ATP Strikes Out in House, Gets On Base with Senate
With Opening Day less than two weeks away, a baseball analogy is only fitting to suggest NIST's Advanced Technology Program (ATP) is in for a long season. Since 1990, ATP has provided early-stage funding for 768 projects to accelerate the development of innovative technologies that promise significant commercial payoffs and widespread benefits. While the program is still engaged with its portfolio of two-year awards from 2004, Congress did not appropriate any funding for a 2005 solicitation cycle for new projects. The Administration's fiscal year 2006 budget request recommended terminating the program altogether.

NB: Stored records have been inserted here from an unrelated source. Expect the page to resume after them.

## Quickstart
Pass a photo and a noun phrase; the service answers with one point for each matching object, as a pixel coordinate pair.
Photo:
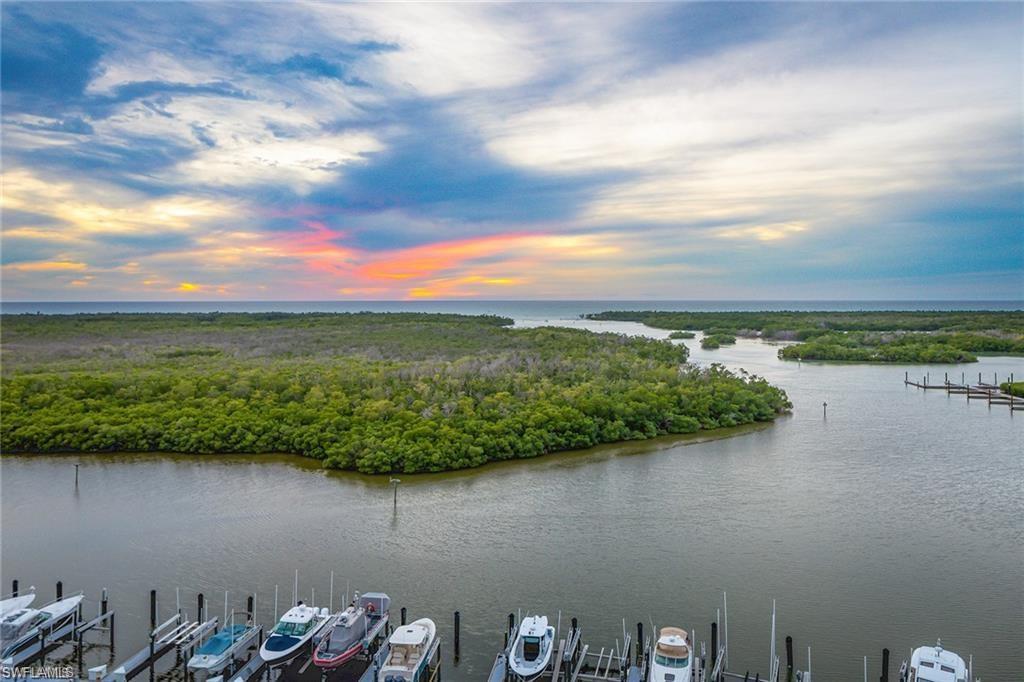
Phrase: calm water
(896, 520)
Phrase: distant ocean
(514, 309)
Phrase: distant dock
(991, 393)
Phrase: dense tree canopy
(373, 392)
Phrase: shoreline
(555, 459)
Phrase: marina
(788, 512)
(411, 651)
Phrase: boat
(933, 664)
(223, 647)
(531, 648)
(352, 629)
(14, 603)
(296, 629)
(411, 648)
(18, 628)
(671, 662)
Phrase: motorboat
(531, 648)
(14, 603)
(352, 630)
(411, 648)
(226, 645)
(19, 627)
(671, 662)
(296, 629)
(934, 664)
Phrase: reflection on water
(894, 521)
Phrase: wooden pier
(572, 659)
(990, 393)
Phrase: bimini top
(672, 642)
(933, 664)
(534, 626)
(411, 635)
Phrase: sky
(273, 151)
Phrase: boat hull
(214, 664)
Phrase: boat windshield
(530, 648)
(670, 662)
(293, 629)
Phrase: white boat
(672, 662)
(18, 628)
(933, 664)
(531, 648)
(227, 644)
(296, 629)
(411, 648)
(14, 603)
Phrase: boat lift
(177, 634)
(68, 630)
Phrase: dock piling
(714, 644)
(788, 658)
(457, 647)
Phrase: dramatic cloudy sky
(271, 151)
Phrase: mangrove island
(373, 392)
(895, 336)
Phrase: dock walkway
(991, 393)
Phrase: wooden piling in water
(788, 658)
(714, 644)
(457, 647)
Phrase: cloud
(308, 151)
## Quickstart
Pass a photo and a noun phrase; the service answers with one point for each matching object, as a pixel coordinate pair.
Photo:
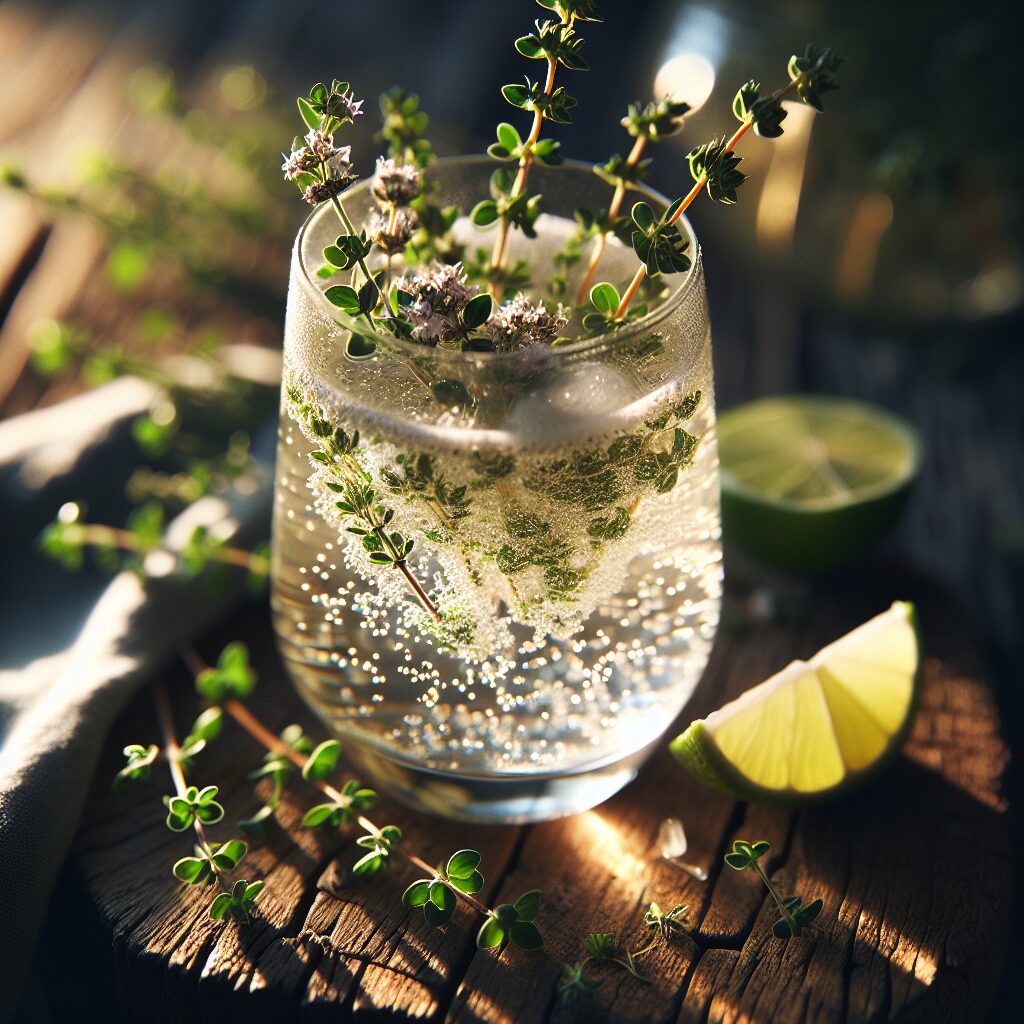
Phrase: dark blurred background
(875, 253)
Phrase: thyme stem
(98, 535)
(500, 253)
(616, 204)
(693, 194)
(172, 751)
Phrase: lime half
(811, 482)
(817, 727)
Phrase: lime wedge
(818, 727)
(811, 482)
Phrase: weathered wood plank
(913, 871)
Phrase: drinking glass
(527, 590)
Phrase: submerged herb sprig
(357, 500)
(458, 879)
(714, 165)
(795, 915)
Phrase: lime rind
(833, 422)
(697, 752)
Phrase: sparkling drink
(561, 593)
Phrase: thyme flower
(520, 323)
(437, 296)
(392, 235)
(339, 164)
(297, 162)
(394, 183)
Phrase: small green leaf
(605, 297)
(508, 136)
(344, 297)
(463, 863)
(321, 814)
(369, 296)
(528, 904)
(476, 311)
(529, 46)
(323, 761)
(369, 864)
(310, 117)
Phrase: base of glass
(505, 799)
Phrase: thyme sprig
(646, 123)
(795, 915)
(714, 164)
(70, 537)
(510, 205)
(458, 879)
(574, 987)
(357, 500)
(196, 808)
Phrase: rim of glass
(676, 296)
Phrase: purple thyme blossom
(296, 162)
(395, 183)
(519, 324)
(439, 294)
(339, 164)
(393, 242)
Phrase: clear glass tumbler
(560, 597)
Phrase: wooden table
(913, 870)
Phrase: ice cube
(672, 838)
(583, 392)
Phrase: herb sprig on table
(795, 916)
(224, 687)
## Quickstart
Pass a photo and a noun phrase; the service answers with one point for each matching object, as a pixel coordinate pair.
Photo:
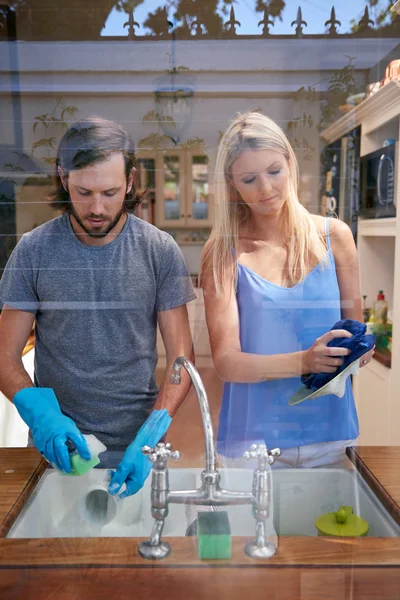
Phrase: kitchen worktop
(72, 568)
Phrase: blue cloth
(135, 467)
(96, 319)
(359, 344)
(278, 320)
(50, 429)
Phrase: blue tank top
(279, 320)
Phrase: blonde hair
(254, 131)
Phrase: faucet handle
(160, 453)
(262, 454)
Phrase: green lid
(342, 523)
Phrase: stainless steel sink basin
(73, 507)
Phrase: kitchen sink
(63, 506)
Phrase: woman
(276, 279)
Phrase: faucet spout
(180, 362)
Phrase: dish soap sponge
(214, 535)
(80, 466)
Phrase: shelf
(373, 112)
(377, 227)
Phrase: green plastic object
(80, 466)
(213, 535)
(342, 523)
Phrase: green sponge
(80, 466)
(214, 535)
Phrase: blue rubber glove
(135, 467)
(50, 429)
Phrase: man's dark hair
(86, 142)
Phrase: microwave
(377, 180)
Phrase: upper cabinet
(179, 183)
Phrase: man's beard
(91, 232)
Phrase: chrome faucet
(210, 492)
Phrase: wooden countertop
(81, 568)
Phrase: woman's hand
(321, 358)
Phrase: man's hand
(51, 429)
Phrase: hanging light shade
(174, 107)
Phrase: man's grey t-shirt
(96, 318)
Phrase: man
(95, 281)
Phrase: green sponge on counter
(214, 535)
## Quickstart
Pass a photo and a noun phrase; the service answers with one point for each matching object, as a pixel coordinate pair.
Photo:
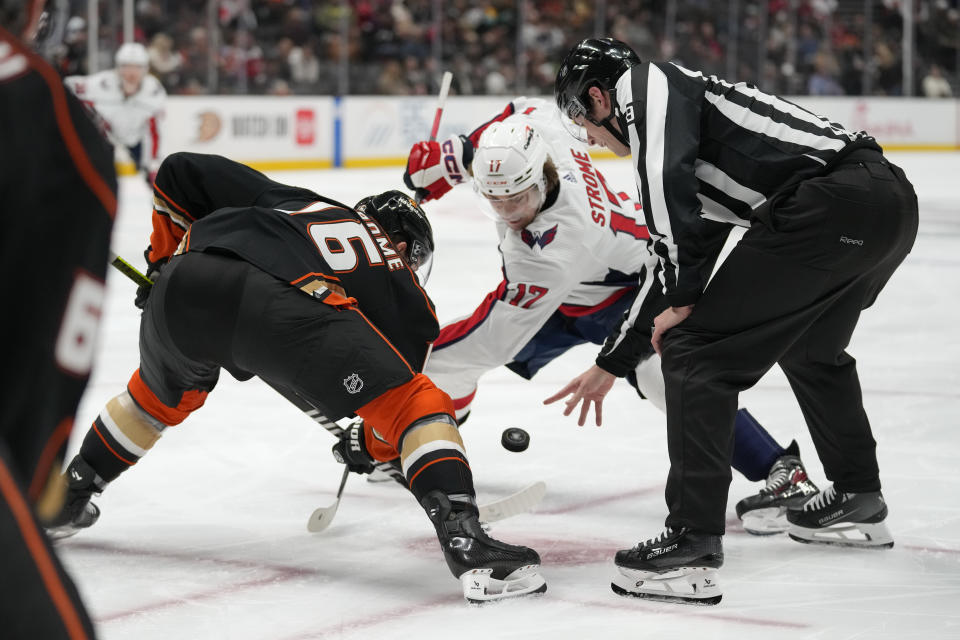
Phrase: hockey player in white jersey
(572, 267)
(131, 104)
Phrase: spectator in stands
(935, 85)
(164, 61)
(304, 66)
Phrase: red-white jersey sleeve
(537, 280)
(129, 120)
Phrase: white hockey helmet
(509, 159)
(132, 53)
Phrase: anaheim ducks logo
(208, 126)
(353, 383)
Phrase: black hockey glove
(351, 450)
(153, 270)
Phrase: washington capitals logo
(353, 383)
(542, 239)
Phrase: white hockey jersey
(579, 255)
(129, 120)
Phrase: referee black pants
(790, 292)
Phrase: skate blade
(685, 585)
(765, 522)
(846, 534)
(479, 586)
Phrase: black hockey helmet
(39, 23)
(404, 221)
(594, 62)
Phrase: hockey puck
(515, 439)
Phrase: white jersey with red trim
(129, 120)
(579, 255)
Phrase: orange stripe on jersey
(393, 411)
(164, 238)
(190, 401)
(169, 200)
(41, 556)
(96, 183)
(390, 344)
(432, 462)
(107, 445)
(42, 471)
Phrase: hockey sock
(754, 449)
(119, 437)
(433, 459)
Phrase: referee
(828, 221)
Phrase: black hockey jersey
(328, 250)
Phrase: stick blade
(522, 501)
(321, 518)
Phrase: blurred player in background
(576, 257)
(58, 201)
(131, 103)
(321, 301)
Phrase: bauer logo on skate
(353, 383)
(597, 209)
(532, 239)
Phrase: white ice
(206, 536)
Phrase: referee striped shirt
(707, 154)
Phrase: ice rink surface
(206, 536)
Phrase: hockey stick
(522, 501)
(441, 101)
(129, 270)
(321, 517)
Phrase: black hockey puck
(515, 439)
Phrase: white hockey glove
(433, 168)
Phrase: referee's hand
(667, 320)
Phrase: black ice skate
(787, 487)
(78, 512)
(843, 519)
(676, 566)
(488, 569)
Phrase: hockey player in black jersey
(58, 199)
(320, 300)
(829, 220)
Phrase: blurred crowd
(398, 47)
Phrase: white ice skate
(842, 519)
(676, 566)
(687, 585)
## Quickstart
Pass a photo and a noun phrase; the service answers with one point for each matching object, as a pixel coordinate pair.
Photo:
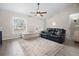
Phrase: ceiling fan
(39, 12)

Last week began with the news that a key House Science subcommittee excluded the program in its approved version of H.R. 250, a NIST authorization bill entitled "the Manufacturing Technology Competitiveness Act of 2005." The National Journal's Tech Daily reported March 15 that the bill will be considered by the full House Science Committee next month.
Meanwhile, on Thursday, the full Senate passed an amendment to the Senate's version of the budget authorization bill on a 53-46 vote "expressing the sense of the Senate urging the Senate Committee on Appropriations to make efforts to fund the Advanced Technology Program, which supports industry-led research and development of cutting-edge technologies with broad commercial potential and societal benefits." Senate Amendment 238 to S. Concurrent Resolution 18 was introduced by Senator Carl Levin (D-MI) and co-sponsored by senators Jeff Bingaman (D-NM), Mike DeWine (R-OH), John Kerry (D-MA), Leiberman (D-CT) and Debbie Stabenow (D-MI).
The fate of H.R. 250 remains to be seen, as a similar measure passed the full House last year but did not survive the Senate. More critical, perhaps, is what weight the Levin Amendment to the Budget Resolution will carry through the budget process as significant differences in the House and Senate versions of the FY06 budget authorization levels remain to be reconciled.